Dos ejércitos de papel. Uno en la cabecera de la cama. El otro en los pies. Eran dos ejércitos heterogéneos cuyos componentes habían salido de los tebeos o de recortables de soldaditos.
La batalla estaba a punto de empezar. Los proyectiles, bolas de papel, estaban preparados. Los soldados que caían bajo las bolas eran eliminados. Poco a poco las filas iban menguando. Cada vez era más difícil acertar. Ambos ejércitos avanzaban. El cuerpo a cuerpo era inminente. Los alfileres estaban a punto. En el centro de la cama se produjo el choque final entre los escasos supervivientes. No importaba quien fuera el vencedor. Solo era una forma de pasar el tiempo.
Otro día la batalla era el asalto de unos indios de goma a un fuerte defendido por soldados y vaqueros. En esta ocasión las balas eran canicas de colores. Las canicas derribaban a los defensores y a los atacantes. Poco a poco ni indios ni soldados quedaban en pie. Todos estaban muertos, el asalto había terminado. El fuerte estaba destruido. Nadie había ganado. Seguía siendo una forma de pasar el tiempo.

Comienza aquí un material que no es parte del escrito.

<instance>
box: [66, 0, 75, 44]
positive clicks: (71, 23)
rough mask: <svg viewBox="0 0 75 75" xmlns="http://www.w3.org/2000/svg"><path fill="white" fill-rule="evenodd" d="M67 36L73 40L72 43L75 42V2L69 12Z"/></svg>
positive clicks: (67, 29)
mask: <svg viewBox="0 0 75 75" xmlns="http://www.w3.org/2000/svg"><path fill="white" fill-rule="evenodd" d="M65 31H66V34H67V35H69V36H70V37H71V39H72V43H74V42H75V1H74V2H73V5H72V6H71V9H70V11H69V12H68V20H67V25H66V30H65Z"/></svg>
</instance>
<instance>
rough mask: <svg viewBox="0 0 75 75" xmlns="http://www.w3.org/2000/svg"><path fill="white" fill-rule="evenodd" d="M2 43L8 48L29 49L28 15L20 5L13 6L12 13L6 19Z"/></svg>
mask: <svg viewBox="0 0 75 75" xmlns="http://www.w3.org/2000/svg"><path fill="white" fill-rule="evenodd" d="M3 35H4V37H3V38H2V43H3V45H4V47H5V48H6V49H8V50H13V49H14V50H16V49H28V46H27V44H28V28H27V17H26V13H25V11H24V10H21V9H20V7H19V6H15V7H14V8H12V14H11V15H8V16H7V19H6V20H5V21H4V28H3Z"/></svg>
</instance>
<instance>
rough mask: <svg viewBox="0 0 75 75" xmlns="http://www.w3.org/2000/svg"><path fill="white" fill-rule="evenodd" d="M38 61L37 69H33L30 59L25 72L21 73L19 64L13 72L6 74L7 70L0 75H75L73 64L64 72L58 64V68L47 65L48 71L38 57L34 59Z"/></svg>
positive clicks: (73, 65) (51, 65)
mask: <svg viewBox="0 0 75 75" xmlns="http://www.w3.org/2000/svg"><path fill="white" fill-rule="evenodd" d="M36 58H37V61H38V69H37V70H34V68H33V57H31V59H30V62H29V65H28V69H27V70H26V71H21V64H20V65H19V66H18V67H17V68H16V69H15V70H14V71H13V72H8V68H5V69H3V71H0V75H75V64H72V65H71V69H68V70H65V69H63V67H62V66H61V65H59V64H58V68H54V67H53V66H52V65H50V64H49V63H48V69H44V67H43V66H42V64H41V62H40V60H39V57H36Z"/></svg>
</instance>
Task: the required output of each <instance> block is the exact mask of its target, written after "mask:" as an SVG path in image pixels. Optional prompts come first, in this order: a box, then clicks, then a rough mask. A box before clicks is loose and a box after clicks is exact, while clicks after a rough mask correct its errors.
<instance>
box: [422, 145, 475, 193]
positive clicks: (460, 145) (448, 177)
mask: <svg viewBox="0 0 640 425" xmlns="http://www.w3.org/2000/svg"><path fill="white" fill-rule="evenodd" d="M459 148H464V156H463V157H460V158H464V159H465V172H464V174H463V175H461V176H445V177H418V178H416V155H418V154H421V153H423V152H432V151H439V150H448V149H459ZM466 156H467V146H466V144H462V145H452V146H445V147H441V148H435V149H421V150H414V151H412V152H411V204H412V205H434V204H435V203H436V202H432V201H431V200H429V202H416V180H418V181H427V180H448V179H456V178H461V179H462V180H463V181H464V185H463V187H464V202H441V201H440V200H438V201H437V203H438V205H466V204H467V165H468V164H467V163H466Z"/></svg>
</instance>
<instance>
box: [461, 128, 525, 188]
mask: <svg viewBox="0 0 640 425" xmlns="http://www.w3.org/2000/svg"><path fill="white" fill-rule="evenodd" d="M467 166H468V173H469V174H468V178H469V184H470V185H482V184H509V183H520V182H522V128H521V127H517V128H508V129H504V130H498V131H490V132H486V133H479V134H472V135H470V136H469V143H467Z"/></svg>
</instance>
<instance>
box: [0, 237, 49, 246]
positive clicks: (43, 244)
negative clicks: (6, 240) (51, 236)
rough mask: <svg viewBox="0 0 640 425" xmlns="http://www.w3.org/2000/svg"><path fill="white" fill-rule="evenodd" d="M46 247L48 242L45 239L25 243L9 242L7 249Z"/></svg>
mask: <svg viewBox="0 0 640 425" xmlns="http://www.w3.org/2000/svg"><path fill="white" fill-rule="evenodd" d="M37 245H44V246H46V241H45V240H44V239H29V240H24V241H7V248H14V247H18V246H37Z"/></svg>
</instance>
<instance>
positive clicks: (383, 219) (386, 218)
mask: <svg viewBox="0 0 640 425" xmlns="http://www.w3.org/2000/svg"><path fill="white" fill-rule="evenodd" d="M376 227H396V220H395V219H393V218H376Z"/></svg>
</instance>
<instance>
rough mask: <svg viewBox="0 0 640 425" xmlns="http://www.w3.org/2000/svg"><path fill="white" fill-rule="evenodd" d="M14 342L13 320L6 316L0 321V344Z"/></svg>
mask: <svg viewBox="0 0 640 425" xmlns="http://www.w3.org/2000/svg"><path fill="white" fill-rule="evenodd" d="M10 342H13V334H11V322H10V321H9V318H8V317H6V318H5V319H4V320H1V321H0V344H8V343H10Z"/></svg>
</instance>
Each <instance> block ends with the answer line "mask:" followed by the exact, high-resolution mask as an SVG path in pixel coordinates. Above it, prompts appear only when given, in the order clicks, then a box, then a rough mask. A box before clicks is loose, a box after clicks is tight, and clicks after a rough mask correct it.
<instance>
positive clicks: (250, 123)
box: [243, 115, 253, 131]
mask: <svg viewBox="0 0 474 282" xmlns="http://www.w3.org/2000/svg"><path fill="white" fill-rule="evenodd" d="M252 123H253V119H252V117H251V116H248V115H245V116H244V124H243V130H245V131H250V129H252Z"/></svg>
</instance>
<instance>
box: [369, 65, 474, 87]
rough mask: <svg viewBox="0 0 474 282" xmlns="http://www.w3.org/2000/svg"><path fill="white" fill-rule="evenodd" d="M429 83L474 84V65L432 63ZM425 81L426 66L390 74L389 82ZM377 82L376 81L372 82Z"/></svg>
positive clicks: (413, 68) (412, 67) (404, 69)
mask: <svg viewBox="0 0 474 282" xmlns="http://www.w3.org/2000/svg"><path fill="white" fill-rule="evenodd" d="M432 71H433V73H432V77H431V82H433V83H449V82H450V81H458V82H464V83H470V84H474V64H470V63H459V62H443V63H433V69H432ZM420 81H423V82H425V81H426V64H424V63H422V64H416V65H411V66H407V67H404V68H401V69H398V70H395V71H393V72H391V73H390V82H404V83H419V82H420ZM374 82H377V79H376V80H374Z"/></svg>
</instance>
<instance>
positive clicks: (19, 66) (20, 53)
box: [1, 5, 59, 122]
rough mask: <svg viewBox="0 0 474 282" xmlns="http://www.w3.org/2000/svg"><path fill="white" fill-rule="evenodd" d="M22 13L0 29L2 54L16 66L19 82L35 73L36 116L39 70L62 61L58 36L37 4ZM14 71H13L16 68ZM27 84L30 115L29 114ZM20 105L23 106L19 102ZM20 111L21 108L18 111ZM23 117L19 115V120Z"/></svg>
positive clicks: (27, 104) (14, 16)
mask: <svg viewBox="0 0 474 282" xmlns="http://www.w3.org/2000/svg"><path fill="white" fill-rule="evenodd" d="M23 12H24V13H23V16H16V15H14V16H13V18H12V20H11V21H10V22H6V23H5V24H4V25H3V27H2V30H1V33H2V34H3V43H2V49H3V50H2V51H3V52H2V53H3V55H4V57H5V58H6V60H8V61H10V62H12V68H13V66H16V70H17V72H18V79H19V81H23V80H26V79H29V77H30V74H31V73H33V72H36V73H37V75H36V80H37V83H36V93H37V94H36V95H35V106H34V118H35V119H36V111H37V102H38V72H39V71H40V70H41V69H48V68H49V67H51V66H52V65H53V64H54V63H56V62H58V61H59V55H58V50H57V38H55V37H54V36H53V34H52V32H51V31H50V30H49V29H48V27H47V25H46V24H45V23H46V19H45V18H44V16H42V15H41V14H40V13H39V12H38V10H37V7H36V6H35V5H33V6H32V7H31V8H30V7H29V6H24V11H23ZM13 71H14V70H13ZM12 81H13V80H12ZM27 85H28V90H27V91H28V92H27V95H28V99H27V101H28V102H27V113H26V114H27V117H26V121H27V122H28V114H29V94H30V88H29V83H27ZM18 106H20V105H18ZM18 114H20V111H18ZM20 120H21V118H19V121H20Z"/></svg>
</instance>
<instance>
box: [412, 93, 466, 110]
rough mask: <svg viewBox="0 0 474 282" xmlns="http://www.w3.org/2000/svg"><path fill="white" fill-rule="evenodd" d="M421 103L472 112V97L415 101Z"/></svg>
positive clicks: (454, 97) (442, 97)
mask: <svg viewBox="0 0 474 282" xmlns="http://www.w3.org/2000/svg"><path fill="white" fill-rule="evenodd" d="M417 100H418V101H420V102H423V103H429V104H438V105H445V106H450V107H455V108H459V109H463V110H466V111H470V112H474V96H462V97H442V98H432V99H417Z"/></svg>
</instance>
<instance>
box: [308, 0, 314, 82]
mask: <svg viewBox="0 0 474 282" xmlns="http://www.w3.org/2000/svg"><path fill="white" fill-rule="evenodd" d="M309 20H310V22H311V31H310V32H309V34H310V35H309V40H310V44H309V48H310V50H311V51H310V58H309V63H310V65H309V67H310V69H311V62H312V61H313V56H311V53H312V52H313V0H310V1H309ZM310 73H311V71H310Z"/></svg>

Otras veces con una espada de plástico combatía contra enemigos invisibles. Daba golpes al aire. Saltaba, avanzaba, retrocedía, caía herido, me recuperaba y acababa con mis atacantes invisibles. A veces hasta era yo el muerto porque los invisibles me rodeaban y me atravesaban con sus sables por la espalda. Otra forma de llenar los días de descanso.
En ocasiones las pistolas sustituían a la espada. Pasaba a ser un pistolero. Montaba una vieja escoba y cabalgaba pasillo arriba y abajo. Disparaba vocalmente. Mis retadores eran abatidos porque yo desenfundaba más rápido. A veces alguna bala me alcanzaba pero sabía soportar el dolor. Eran horas divertidas para un niño que pasaba mucho tiempo solo.
A veces transformaba el pasillo en un campo de fútbol donde las chapas eran los jugadores. A lo largo de la tarde jugaba cuatro o cinco partidos. Algunos días mi primo Manuel compartía estos partidos conmigo y eso hacía que el juego fuera mucho más interesantes porque ambos nos lo tomábamos muy en serio.
Pero también había tiempo para devorar los tebeos semanales para saber cómo continuaban las aventuras que la semana anterior quedaron sin terminar. Los libros llegaron más tarde.